Furthermore, relativism, if it were true, would require us to reject the idea that we can really make moral progress. Consider voting rights for women and African-Americans. In early American history both groups were denied these rights. Later on, after the Civil war in the case of African-American men and then in the early twentieth century in the case of all women, the Constitution was amended when people recognized that it was wrong to restrict these groups’ access to the political process just because of race or gender. Many of us would consider this a case of moral progress – a basic right was extended to people who had previously, for no good reason, been denied this right. What would a relativist say? Could they say that this was really a case of progress? Probably not, since progress implies that things are getting better, and this requires that there is some standard against which we can measure better or worse. So, for the relativist there is no such thing as progress, only different ways of doing things, none of which are really better or worse than any others. Is this a conclusion you are comfortable with?

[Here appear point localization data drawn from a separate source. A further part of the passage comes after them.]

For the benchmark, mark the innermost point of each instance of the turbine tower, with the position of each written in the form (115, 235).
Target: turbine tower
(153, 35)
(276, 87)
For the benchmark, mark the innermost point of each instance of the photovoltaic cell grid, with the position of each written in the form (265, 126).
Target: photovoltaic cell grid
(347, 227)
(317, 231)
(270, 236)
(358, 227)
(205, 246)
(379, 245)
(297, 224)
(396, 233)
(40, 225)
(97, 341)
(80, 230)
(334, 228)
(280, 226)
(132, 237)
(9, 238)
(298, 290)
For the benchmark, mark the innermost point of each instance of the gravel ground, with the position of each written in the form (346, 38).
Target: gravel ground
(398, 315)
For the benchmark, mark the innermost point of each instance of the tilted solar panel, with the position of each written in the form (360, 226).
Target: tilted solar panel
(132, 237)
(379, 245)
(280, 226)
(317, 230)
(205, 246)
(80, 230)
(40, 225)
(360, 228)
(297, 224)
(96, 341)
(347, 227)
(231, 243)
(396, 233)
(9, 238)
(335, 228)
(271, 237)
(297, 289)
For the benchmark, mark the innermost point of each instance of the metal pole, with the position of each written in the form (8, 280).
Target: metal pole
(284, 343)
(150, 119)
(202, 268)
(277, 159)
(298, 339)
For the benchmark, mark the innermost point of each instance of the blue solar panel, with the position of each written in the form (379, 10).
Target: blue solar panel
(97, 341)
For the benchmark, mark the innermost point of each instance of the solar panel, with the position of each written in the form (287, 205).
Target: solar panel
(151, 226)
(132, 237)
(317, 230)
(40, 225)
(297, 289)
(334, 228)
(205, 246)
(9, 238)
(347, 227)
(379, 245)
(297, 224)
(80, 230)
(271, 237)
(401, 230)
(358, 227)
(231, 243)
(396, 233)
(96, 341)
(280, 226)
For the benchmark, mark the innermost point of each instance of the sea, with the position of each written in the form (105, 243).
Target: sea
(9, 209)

Relativism seems like a plausible theory about the nature of value judgments. It also seems, at first glance at least, to be a theory with nothing but positive implications – it seems to encourage of diversity and lets everyone do their own thing. However, as we have just seen this easy-going character of relativism soon reveals a darker side. A relativist cannot really have any grounds for condemning any behavior at all, no matter how intuitively awful it seems, as long as someone believes that it is OK. In addition relativism does away with one of the most important parts of our moral thinking, the idea that maybe through our efforts we can make things a little better. This idea of progress is rendered simply meaningless by relativism. These implications of relativism do not by themselves let us know whether or not relativism is true. At best they reveal what the stakes are – if relativism is true we get tolerance at the expense of having to tolerate anything all at that someone feels is the right thing to do. To determine whether or not relativism is true we need to consider more explicitly the arguments in support of this theory.
Consequences of relativism
If relativism is true:
- Nothing can be condemned as just plain wrong.
- Moral progress is a meaningless idea.
- Different cultures speak different, mutually incomprehensible moral languages.
But remember – just because a theory has consequences we don’t like doesn’t mean it’s false. Saying so would be a fallacy.